Это произошло на второй день Рождества. Началом всех событий можно считать тот момент, когда двери дома отворились и молоденькая девушка с куском хлеба в руках вышла в сад, где росла араукария, покормить птиц. У девушки было хорошенькое личико и решительные карие глаза; о фигуре ее судить не представлялось возможности – с ног до головы она была так укутана в коричневый мех, что трудно было сказать, где кончается лохматый воротник и начинаются пушистые волосы. Если б не милое личико, ее можно было бы принять за неуклюжего медвежонка.

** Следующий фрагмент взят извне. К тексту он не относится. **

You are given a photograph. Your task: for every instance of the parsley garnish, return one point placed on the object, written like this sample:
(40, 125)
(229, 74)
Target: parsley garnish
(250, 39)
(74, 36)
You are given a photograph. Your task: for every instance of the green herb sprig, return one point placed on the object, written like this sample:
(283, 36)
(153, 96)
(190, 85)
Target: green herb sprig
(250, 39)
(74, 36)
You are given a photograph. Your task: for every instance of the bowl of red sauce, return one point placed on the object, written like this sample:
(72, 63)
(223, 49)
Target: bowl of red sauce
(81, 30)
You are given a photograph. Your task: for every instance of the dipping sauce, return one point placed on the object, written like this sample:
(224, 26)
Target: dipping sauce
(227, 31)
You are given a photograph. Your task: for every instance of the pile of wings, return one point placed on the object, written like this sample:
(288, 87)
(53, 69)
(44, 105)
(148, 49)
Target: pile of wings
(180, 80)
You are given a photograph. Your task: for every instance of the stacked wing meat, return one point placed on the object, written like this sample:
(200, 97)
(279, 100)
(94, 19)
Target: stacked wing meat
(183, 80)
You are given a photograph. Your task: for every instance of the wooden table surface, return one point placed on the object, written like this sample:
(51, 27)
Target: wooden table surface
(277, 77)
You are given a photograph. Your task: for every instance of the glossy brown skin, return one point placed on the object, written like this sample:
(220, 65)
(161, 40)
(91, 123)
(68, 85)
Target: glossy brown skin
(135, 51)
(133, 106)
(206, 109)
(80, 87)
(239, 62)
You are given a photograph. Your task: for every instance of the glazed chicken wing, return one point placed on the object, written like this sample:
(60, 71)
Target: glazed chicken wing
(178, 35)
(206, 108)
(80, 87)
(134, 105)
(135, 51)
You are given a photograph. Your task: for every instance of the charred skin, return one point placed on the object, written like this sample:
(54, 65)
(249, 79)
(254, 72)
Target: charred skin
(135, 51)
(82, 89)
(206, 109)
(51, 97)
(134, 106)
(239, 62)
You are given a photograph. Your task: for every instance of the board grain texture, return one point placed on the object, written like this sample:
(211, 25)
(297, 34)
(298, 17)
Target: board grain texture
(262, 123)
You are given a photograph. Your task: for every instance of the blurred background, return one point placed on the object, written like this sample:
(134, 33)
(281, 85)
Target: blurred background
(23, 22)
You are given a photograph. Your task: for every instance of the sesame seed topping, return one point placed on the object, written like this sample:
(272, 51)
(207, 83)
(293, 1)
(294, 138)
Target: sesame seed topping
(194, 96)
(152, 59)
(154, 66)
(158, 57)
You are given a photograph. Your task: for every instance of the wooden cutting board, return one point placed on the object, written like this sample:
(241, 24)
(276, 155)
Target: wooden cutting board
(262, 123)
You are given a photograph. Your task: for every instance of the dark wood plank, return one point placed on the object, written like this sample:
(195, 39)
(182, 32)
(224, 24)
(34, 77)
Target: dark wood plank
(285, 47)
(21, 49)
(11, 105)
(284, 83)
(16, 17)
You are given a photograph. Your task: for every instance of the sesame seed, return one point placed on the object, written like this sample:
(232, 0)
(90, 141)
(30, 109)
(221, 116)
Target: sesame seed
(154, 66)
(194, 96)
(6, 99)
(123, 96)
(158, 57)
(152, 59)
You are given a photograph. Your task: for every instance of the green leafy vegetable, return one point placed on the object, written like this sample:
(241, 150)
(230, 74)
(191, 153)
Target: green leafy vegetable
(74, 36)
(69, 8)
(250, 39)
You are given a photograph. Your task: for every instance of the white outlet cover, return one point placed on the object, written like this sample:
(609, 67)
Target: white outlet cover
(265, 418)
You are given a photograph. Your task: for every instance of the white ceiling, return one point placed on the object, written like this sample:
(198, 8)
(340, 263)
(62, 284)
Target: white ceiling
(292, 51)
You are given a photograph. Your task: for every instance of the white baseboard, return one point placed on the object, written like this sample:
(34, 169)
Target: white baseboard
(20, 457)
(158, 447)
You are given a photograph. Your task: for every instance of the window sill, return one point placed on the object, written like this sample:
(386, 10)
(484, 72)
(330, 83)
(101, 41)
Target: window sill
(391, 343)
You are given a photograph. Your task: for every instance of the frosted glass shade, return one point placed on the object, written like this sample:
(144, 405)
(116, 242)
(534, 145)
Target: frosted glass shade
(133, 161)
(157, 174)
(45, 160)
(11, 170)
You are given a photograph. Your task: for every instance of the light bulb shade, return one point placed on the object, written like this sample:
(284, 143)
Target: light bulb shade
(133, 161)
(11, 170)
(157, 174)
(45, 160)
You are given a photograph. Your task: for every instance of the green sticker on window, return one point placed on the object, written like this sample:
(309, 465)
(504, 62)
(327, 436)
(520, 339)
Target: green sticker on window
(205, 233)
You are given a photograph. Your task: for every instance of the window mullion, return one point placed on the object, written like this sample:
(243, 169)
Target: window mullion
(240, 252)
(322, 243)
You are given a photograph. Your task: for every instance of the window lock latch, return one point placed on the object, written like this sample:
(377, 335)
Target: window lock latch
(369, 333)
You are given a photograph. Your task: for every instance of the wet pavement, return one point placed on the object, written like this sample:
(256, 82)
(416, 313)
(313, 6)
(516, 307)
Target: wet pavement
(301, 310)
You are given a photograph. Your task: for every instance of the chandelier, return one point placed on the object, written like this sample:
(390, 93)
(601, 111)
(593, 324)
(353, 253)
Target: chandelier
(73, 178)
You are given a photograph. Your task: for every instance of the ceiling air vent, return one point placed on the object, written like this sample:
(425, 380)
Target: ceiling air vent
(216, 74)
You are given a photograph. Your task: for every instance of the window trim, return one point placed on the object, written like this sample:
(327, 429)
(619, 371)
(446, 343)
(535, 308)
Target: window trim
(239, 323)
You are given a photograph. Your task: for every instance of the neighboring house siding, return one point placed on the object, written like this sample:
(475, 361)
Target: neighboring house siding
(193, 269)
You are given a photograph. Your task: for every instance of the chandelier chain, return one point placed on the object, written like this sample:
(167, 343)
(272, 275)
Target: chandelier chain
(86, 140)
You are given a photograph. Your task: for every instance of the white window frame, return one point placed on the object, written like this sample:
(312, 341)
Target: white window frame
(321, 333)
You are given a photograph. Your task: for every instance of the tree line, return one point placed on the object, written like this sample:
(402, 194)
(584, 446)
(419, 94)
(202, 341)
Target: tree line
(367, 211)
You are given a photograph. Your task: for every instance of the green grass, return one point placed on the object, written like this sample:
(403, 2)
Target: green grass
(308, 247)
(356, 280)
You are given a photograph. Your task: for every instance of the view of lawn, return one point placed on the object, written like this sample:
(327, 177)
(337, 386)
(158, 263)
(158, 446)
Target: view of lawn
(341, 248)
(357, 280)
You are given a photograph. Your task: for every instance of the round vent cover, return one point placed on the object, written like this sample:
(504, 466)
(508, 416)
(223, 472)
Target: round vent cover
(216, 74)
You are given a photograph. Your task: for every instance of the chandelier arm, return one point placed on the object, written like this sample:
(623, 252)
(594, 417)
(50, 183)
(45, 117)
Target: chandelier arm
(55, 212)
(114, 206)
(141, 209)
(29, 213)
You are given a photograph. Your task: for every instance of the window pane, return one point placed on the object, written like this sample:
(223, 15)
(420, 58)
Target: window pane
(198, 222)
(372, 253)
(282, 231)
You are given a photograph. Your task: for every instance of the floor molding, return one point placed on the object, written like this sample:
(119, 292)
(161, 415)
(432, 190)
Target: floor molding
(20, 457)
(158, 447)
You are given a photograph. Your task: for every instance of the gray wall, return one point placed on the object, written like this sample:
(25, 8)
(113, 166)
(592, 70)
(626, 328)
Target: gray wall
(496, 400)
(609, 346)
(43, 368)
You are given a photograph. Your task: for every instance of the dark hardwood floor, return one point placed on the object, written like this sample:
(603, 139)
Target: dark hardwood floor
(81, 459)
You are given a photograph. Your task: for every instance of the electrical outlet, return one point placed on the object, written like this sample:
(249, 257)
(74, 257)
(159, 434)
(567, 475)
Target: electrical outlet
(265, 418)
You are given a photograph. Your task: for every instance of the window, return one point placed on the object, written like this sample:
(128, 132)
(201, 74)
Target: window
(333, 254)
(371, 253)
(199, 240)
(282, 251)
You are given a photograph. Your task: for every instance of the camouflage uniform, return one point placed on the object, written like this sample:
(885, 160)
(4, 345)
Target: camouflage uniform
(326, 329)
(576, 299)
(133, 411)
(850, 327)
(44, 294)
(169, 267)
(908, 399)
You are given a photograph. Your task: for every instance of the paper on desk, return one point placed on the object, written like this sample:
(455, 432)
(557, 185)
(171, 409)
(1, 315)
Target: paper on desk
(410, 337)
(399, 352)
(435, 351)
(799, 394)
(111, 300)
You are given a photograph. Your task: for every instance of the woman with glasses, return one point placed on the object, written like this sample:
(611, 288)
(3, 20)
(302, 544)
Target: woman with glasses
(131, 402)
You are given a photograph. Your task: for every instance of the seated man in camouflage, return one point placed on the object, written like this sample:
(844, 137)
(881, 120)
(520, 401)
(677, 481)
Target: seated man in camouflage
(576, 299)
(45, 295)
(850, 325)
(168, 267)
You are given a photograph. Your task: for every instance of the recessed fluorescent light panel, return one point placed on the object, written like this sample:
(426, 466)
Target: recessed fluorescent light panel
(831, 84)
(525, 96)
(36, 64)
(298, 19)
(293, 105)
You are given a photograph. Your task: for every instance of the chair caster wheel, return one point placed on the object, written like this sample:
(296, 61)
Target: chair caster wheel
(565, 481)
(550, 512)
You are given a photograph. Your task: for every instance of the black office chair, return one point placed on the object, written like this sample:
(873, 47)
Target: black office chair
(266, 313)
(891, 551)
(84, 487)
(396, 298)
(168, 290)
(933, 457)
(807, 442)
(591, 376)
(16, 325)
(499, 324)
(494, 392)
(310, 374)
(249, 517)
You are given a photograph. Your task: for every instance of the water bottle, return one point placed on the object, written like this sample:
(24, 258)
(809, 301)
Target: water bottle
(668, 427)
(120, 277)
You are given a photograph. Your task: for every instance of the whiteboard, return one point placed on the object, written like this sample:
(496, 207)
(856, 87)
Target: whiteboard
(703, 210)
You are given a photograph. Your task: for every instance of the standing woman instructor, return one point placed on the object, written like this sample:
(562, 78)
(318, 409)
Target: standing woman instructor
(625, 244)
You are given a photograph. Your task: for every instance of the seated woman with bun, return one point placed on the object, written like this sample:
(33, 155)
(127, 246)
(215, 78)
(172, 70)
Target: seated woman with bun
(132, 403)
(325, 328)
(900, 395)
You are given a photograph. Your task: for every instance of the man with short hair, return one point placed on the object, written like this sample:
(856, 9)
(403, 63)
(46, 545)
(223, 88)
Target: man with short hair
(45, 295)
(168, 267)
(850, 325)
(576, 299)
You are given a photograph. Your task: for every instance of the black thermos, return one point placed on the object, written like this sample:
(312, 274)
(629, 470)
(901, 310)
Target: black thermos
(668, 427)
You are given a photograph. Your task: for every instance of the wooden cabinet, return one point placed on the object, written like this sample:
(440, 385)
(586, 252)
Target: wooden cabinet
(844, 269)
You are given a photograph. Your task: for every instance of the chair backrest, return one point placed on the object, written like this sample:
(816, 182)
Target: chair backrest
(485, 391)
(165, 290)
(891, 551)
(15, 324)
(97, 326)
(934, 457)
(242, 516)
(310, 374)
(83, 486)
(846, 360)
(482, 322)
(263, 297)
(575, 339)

Освещение зимнего дня приобретало все более красноватый оттенок по мере того, как близился вечер, и рубиновые отсветы на обнаженных клумбах в саду казались призраками увядших роз. С одной стороны к дому примыкала конюшня, с другой начиналась аллея, вернее, галерея из сплетающихся вверху лавровых деревьев, которая уводила в большой сад за домом. Юная девушка накрошила птицам хлеб (в четвертый или пятый раз за день, потому что его съедала собака) и, чтобы не мешать птичьему пиршеству, пошла по лавровой аллее в сад, где мерцали листья вечнозеленых деревьев. Здесь она вскрикнула от изумления – искреннего или притворного, неизвестно, – ибо, подняв глаза, увидела, что на высоком заборе, словно наездник на коне, в фантастической позе сидит некая фантастическая фигура.